Mosqueira was equally taken. "I was enchanted by her smile," he said, speaking in Spanish. "There were several others there, but she caught my eye."
The issue of citizenship had not come up, they said. By summer, the couple had planned to marry. Meanwhile, Mosqueira was seeking a divorce from a Brazilian woman.
But soon the INS caught up with him. Mosqueira was taken into custody at the San Juan airport after a visit to Anaya's family. He was jailed for a week before being released pending a hearing.
Events moved rapidly. The INS lost Mosqueira's case file, his lawyer said. On Oct. 12, 1986, Samuel Ernesto Mosqueira was born. Mosqueira's divorce did not become final until the next month. But then, their lawyer told them not to marry because a wedding might run afoul of a new immigration statute.
In November 1986 the new law, known as the Marriage Fraud Prevention Act, took effect. It was designed to prevent Americans from entering into fraudulent marriages to help foreigners gain citizenship. Under the law, a noncitizen facing deportation proceedings who marries an American is barred from the United States for two years.
Toledo then discovered a new strategy. Because Mosqueira and Anaya had known each other for two years, Toledo said, they qualified for a provisional visa. The only requirements, he added, were that Mosqueira had to pick up the visa in Brazil during a quick stopover and agree to marry Anaya within 90 days.
Mosqueira bought a $1,500 round-trip airplane ticket to Brazil, but further legal problems arose. The INS found the paperwork from Mosqueira's arrest a year earlier and began deportation proceedings. Two INS offices were now involved: The visa application was filed with the Eastern Adjudication Center in St. Albans, Vt., and the deportation was handled by a Detention and Deportation Branch office here.
Toledo mailed the visa request to Vermont in June, when proof of Mosqueira's divorce arrived from Brazil. Usually, Neptune said, the turnaround for such an application is 60 to 90 days.
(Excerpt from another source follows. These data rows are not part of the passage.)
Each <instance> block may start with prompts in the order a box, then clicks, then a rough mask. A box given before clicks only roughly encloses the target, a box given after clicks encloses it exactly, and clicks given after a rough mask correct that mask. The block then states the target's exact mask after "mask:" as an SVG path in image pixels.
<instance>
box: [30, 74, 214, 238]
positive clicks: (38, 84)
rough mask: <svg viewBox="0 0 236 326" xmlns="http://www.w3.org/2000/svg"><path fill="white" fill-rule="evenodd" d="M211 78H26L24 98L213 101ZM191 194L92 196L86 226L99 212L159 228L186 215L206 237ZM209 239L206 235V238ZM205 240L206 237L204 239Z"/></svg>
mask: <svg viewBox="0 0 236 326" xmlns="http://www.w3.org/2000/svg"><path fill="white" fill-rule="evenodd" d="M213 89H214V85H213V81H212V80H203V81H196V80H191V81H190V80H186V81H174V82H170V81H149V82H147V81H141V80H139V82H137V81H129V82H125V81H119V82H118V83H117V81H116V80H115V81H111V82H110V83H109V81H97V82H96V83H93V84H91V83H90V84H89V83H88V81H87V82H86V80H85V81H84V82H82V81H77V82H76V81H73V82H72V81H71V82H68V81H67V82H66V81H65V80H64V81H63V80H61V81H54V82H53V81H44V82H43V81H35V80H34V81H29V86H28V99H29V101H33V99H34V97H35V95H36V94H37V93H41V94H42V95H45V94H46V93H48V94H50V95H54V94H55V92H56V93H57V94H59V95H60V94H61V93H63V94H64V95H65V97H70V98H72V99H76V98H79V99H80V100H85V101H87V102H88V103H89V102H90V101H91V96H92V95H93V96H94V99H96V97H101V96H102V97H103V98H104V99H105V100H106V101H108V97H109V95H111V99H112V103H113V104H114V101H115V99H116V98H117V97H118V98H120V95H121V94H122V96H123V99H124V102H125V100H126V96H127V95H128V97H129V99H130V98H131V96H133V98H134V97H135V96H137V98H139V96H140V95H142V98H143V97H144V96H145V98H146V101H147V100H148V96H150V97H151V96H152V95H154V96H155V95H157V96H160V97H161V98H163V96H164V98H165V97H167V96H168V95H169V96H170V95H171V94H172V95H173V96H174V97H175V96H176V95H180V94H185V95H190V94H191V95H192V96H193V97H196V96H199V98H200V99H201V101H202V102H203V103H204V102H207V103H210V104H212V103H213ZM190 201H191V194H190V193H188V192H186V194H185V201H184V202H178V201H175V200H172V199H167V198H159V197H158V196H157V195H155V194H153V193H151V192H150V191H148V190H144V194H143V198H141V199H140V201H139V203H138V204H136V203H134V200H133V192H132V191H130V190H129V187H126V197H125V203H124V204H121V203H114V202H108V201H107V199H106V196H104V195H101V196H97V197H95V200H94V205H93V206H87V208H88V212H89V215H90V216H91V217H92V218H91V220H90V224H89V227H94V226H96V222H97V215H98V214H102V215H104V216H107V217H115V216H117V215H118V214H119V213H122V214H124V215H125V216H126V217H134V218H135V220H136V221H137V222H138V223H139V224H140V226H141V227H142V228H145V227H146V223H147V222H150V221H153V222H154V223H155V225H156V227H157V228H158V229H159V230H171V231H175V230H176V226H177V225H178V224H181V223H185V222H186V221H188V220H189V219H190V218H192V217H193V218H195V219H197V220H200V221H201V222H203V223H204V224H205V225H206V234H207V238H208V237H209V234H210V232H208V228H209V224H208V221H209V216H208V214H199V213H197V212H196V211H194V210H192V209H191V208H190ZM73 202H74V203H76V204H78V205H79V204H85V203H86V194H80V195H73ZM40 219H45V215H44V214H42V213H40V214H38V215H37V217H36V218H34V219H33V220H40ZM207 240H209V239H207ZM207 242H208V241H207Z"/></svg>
So believing the provisional visa would come through any day, Mosqueira agreed to a voluntary departure, Toledo said. He agreed to leave the country at his own expense on a date set by immigration officials: Aug. 11, 1987.
Soon officials in Vermont wrote back, saying the copy of the Brazilian divorce decree wasn't sufficient. They needed the original. They also asked for Anaya's birth certificate.
Toledo complied. Because of the delay, the deportation office granted Mosqueira an extension until Sept. 3.
Enter the Vermont office again. This time, Toledo said, the office returned the application with instructions to wait for further correspondence indicating when it should be resubmitted. The new twist was not explained, the lawyer added. The deporation branch granted Mosqueira a three-month extension.
Then communication ceased.
Toledo said he hasn't heard from the Vermont office since Oct. 22. Toledo sought a third extension on the deportation last week but, he said, the request was turned down.
"It's like someone told you your mom has died," Mosqueira said.
"My heart dropped," said Anaya. "I started to cry."
Thanksgiving 1987 will be remembered for the good as well as the bad, Anaya said. Samuel, active and inquisitive, left them little time to ponder what may happen Tuesday when Mosqueira is set to leave.
But as Mosqueira chased his son around the living room of their apartment at 1514 17th St. NW, he said quietly, "Me siento mal. I feel bad. He just started calling me Papi. If I leave, he'll soon forget that."
Special correspondent Tina Plaza contributed to this report.